The company had submitted their application to build the 420 foot to blade tip turbines to East Riding of Yorkshire Council in February, but after the council took longer than the statutory eight week period to determine the application, they made an appeal to the Planning Inspectorate.
At today’s meeting of East Riding of Yorkshire Council’s Planning Committee at County Hall, Beverley, councillors were expected to refuse the application on the recommendation of council officers - but now the decision has been taken out of their hands and will instead be made by the planning inspector.
The council’s planning agenda stated that the recommendation for refusal was because “the height, number and location” of turbines would introduce “uncharacteristic vertical structures into the relatively unspoilt coastline of Bridlington Bay” and that the proposal would “visually dominate the landscape”.
The council say that the proposed wind farm would cause unacceptable interference to the radar at RAF Staxton Wold, after the Ministry of Defence objected to the plan.
As previously reported, Pete Ashcroft, head of planning and development management at East Riding of Yorkshire Council, said that they had requested further information from the developer with regards to the turbine’s impact on the landscape and was assessing this information when the developer decided to appeal on the grounds of nondetermination.
Bruce Hutt, director at TCI Renewables, the company behind Fraisthorpe Wind Farm Ltd, told the Free Press that they had expected the council to refuse the application and had made an appeal to the planning inspectorate to “speed up the planning process.”
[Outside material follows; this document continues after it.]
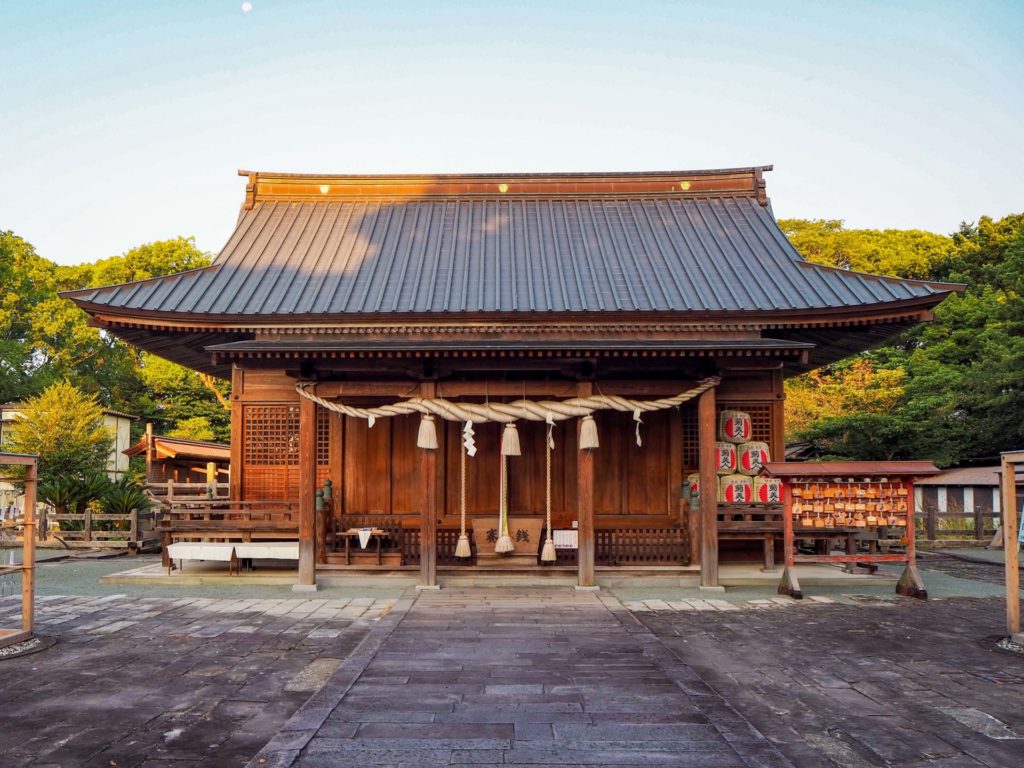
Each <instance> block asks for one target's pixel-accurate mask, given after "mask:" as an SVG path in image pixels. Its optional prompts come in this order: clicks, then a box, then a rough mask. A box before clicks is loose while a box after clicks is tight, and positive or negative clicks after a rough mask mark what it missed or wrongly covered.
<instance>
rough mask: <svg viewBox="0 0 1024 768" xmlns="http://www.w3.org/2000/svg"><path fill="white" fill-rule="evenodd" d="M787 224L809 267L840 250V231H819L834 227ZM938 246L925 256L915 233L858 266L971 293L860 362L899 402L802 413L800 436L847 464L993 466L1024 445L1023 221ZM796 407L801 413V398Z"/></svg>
mask: <svg viewBox="0 0 1024 768" xmlns="http://www.w3.org/2000/svg"><path fill="white" fill-rule="evenodd" d="M785 223H786V227H787V228H788V229H791V230H793V231H795V232H797V234H796V236H795V238H794V241H795V243H796V244H797V245H798V247H799V248H801V249H802V251H803V253H804V256H805V257H806V258H808V259H811V260H819V259H820V260H823V261H825V262H829V260H833V259H835V258H836V254H837V249H836V247H834V246H835V244H836V243H843V242H846V241H844V238H845V234H843V231H844V230H842V227H839V229H835V227H830V226H829V227H824V229H826V230H827V229H834V231H831V233H828V232H827V231H826V232H824V233H822V228H823V227H822V224H834V223H836V222H785ZM801 223H805V224H807V226H801V225H799V224H801ZM883 233H885V232H883ZM812 236H813V237H812ZM934 238H936V239H939V238H941V236H934ZM941 240H942V241H944V242H945V244H946V245H945V247H944V248H941V249H940V248H935V249H934V250H933V249H932V248H931V247H929V248H928V249H924V250H923V249H921V248H920V247H918V246H919V245H920V242H921V241H920V240H919V239H918V238H916V233H914V234H913V237H909V238H907V239H902V238H893V239H892V240H891V242H892V243H895V244H901V245H898V247H896V249H895V250H894V251H892V252H883V251H879V252H878V253H879V255H878V261H876V262H873V263H872V262H871V261H870V259H867V260H866V261H865V262H864V263H863V265H864V266H865V267H869V269H870V270H872V271H883V272H884V271H889V272H891V273H897V274H899V275H900V276H920V278H924V279H928V280H937V281H945V282H954V283H963V284H966V286H967V289H966V291H965V292H964V293H963V294H959V295H953V296H950V297H949V298H947V299H946V300H945V301H943V302H942V303H941V304H940V305H939V306H938V307H937V309H936V311H935V321H934V322H933V323H930V324H926V325H924V326H920V327H918V328H914V329H912V330H911V331H909V332H908V333H906V334H904V336H903V337H902V338H901V339H899V340H898V341H897V342H896V343H894V344H891V345H888V346H885V347H881V348H879V349H876V350H872V351H871V352H868V353H866V354H865V355H863V357H864V358H866V359H870V360H871V362H872V366H873V367H874V368H876V369H878V370H879V371H886V370H890V371H894V372H896V371H898V372H901V373H900V378H901V380H902V387H903V394H902V397H900V398H899V400H898V402H897V403H896V404H895V407H894V408H891V409H889V410H887V411H886V412H885V413H868V412H865V411H856V412H853V413H848V414H844V415H834V414H828V413H826V412H825V410H824V409H818V411H817V412H815V413H812V414H811V415H810V416H809V417H808V414H807V413H802V418H803V419H804V422H805V424H809V426H806V427H805V428H804V429H802V430H801V432H800V436H801V437H803V438H805V439H811V440H813V441H815V442H818V443H819V444H820V445H822V447H824V450H825V451H827V452H829V453H831V454H835V455H838V456H842V457H847V458H853V459H868V460H869V459H933V460H935V461H937V462H938V463H939V464H942V465H946V466H948V465H952V464H957V463H961V462H963V461H965V460H969V459H973V460H984V461H993V460H994V459H995V458H996V457H997V456H998V454H999V452H1001V451H1009V450H1016V449H1020V447H1021V446H1024V214H1015V215H1011V216H1007V217H1005V218H1002V219H999V220H993V219H990V218H987V217H983V218H982V219H980V220H979V222H978V223H977V225H972V224H963V225H961V227H959V229H958V230H957V231H956V232H955V233H954V234H953V236H952V237H951V238H941ZM935 242H936V243H938V241H935ZM823 244H824V245H823ZM829 244H830V245H829ZM804 249H806V250H804ZM843 253H846V251H844V252H843ZM923 254H925V255H926V256H927V258H926V259H925V260H924V261H921V258H922V255H923ZM871 258H874V257H871ZM919 262H920V264H919ZM830 263H835V262H830ZM887 266H888V267H889V268H888V269H887V268H886V267H887ZM925 266H927V269H924V267H925ZM922 271H924V273H922ZM845 365H849V364H848V362H844V364H838V366H836V367H833V369H834V370H838V369H841V368H842V367H843V366H845ZM826 373H827V372H826ZM820 375H821V374H816V376H820ZM812 376H815V375H812ZM808 381H809V379H808V378H807V377H802V378H800V379H797V380H794V381H793V382H791V383H790V384H787V392H795V393H797V392H801V393H802V392H804V391H805V390H807V388H808V386H809V384H808ZM797 401H799V402H802V403H804V404H805V406H806V402H807V398H806V397H805V398H803V399H798V400H797ZM805 411H806V408H805Z"/></svg>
Objectors to the plans say that the turbines could hit Bridlington’s tourism trade and spoil coastal views from the town, and have also criticised what they see as a lack of consultation with people in Bridlington.
Letters from more than 350 members of the public have been sent to East Riding of Yorkshire Council objecting to the plan, while Bridlington Town Council, Carnaby Parish Council and Barmston and Fraisthorpe Parish Council are also against the application.
However, Mr Hutt said that “more than 60%” of those living within 1km of the turbine site are in favour of the plans.